Fast immer, wenn in den vergangenen Jahren über das Thema Homosexualität im Profisport berichtet wurde, war zu hören, es müsse schon aus statistischen Gründen in Deutschland mehrere schwule Bundesliga-Spieler geben. Doch im gleichen Atemzug haben Journalisten, Spieler oder Funktionäre den betreffenden Sportlern meist öffentlich von einem Outing abgeraten. Nur teilweise beherzigt hat dies nun ein junger Mann, der für einen Verein aus der Bundesliga aktiv ist.
Mehrere homosexuelle Spieler in der Liga
In einem in dieser Form einzigartigen Interview hat er dem Journalisten Adrian Bechtold über sein Leben als schwuler Fußallprofi erzählt. Der Spieler gab darin an, sich nicht outen zu wollen und gegenüber den Öffentlichkeit alles zu leugnen, käme seine Homosexualität bei einem Interview zur Sprache. In dem Gespräch, das im fluter., dem Jugendmagazin der Bundeszentrale für politische Bildung, erschienen ist, ging es auch um das Verhältnis des Spielers zu seinen Kollegen. Demnach gebe es in der Liga mehrere homosexuelle Spieler und auch seine heterosexuellen Mitspieler wüssten vermutlich Bescheid. Gesprochen werde aber nicht über das Thema.
Lahm: Fußball anders als Politik und Showgeschäft
Das Thema Homosexualität im Profisport generell, im Besonderen aber in der Männerdomäne Fußball, gilt als sehr heikel. Auch wenn sich in jüngerer Zeit immer mehr Spieler und Funktionäre tolerant und ermutigend geäußert haben, hatte noch kein Bundesliga-Spieler den Mut, sich zu outen. Daran konnten auch die Äußerungen von Nationalspielern wie Mario Gomez nichts ändern. Der Stürmer hatte 2010 in einem Interview mit der Zeitschrift Bunte Parallelen zur Gesamtgesellschaft gezogen und erklärt, in Zeiten in denen Spitzenpolitiker wie Klaus Wowereit oder Guido Westerwelle offen schwul leben könnten, müsse dies für Spitzensportler genauso möglich sein.

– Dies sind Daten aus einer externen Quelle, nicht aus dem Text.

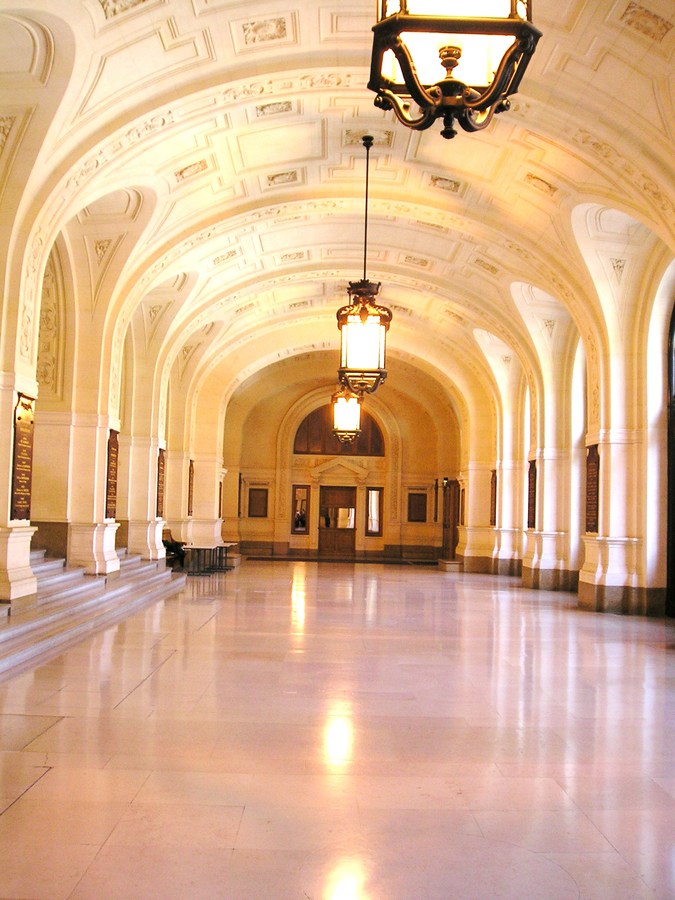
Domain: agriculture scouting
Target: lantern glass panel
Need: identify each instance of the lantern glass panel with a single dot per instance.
(481, 55)
(464, 9)
(347, 413)
(363, 343)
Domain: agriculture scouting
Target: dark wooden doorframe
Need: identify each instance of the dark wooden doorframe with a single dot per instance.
(450, 518)
(670, 539)
(336, 541)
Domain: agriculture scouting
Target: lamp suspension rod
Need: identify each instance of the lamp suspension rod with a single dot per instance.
(367, 143)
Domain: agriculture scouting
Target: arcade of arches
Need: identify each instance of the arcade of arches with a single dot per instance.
(181, 202)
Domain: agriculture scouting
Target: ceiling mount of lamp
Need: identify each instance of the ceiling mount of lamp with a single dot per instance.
(363, 324)
(483, 45)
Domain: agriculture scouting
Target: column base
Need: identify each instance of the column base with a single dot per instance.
(622, 600)
(450, 565)
(93, 548)
(18, 585)
(549, 579)
(476, 565)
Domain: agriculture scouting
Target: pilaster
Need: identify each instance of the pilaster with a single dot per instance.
(93, 547)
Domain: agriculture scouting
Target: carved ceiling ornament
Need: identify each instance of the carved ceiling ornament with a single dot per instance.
(629, 173)
(646, 22)
(101, 248)
(48, 339)
(263, 30)
(112, 8)
(6, 125)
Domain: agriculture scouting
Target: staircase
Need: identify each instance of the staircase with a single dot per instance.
(72, 605)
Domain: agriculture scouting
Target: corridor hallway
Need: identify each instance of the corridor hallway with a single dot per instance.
(303, 730)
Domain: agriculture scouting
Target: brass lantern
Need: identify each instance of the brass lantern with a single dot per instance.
(346, 415)
(363, 328)
(363, 324)
(483, 45)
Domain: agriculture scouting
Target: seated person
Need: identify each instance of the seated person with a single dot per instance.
(175, 548)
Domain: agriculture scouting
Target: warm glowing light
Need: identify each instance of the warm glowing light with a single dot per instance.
(298, 600)
(363, 342)
(338, 741)
(338, 734)
(346, 881)
(479, 60)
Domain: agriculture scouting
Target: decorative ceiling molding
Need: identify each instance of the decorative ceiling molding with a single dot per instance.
(112, 8)
(646, 22)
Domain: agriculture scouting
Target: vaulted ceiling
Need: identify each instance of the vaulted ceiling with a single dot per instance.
(201, 161)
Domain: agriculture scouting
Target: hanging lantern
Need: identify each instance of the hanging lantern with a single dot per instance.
(363, 324)
(483, 45)
(363, 333)
(346, 415)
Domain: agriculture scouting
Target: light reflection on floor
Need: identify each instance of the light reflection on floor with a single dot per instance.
(341, 732)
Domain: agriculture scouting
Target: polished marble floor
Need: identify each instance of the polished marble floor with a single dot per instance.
(332, 732)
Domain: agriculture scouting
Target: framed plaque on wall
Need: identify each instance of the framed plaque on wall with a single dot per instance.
(111, 475)
(22, 461)
(161, 464)
(592, 488)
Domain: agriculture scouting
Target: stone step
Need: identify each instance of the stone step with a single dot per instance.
(46, 630)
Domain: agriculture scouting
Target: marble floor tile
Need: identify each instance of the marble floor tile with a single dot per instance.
(301, 730)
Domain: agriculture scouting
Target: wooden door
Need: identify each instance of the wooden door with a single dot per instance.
(337, 521)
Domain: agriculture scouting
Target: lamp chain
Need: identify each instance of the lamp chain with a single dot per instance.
(367, 143)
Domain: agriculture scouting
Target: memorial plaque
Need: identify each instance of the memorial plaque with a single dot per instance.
(592, 488)
(111, 475)
(160, 483)
(22, 462)
(532, 495)
(191, 486)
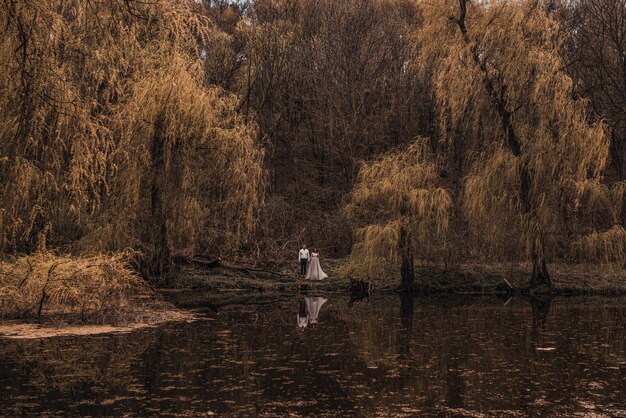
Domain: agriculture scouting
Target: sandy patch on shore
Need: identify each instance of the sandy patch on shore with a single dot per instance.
(28, 330)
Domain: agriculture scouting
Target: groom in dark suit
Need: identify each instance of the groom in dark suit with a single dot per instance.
(303, 257)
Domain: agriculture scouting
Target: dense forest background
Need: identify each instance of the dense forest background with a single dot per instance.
(393, 130)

Denn fast immer, wenn über das Thema berichtet wird, gibt es auch Stimmen wie die vom Kapitän der Fußballnationalmannschaft, Philipp Lahm, der im Mai 2011 ebenfalls in einem Interview mit der Bunten, schwulen Profis davon abriet, sich zu outen. Der Fußball sei andersals das Showgeschäft oder die Politik. Im Sport sei man dem regelmäßigen öffentlichen Druck durch Fans und Gegenspieler ausgesetzt und müsse mit Schmährufen rechnen.
Situation im Frauenfußball nur bedingt anders
Anders ist dies im Frauenfußball. Vielleicht auch durch die geringere öffentliche Aufmerksamkeit bedingt, gibt es immer wieder Spielerinnen, die mehr oder weniger offen homosexuell leben. Ein Beispiel hierfür ist die ehemalige Torhüterin der deutschen Nationalmannschaft, Ursula Holl, die kein Geheimnis daraus macht, dass sie mit einer Frau verheiratet ist. Doch auch in dieser Branche wird das Thema gerne tabuisiert - vor allem, wenn es um die öffentliche Vermarktung des Frauenfußballs geht, die durch die WM 2011 in Deutschland eigentlich angeschoben werden wollte, nun aber schon wieder ins Stocken gekommen zu sein scheint.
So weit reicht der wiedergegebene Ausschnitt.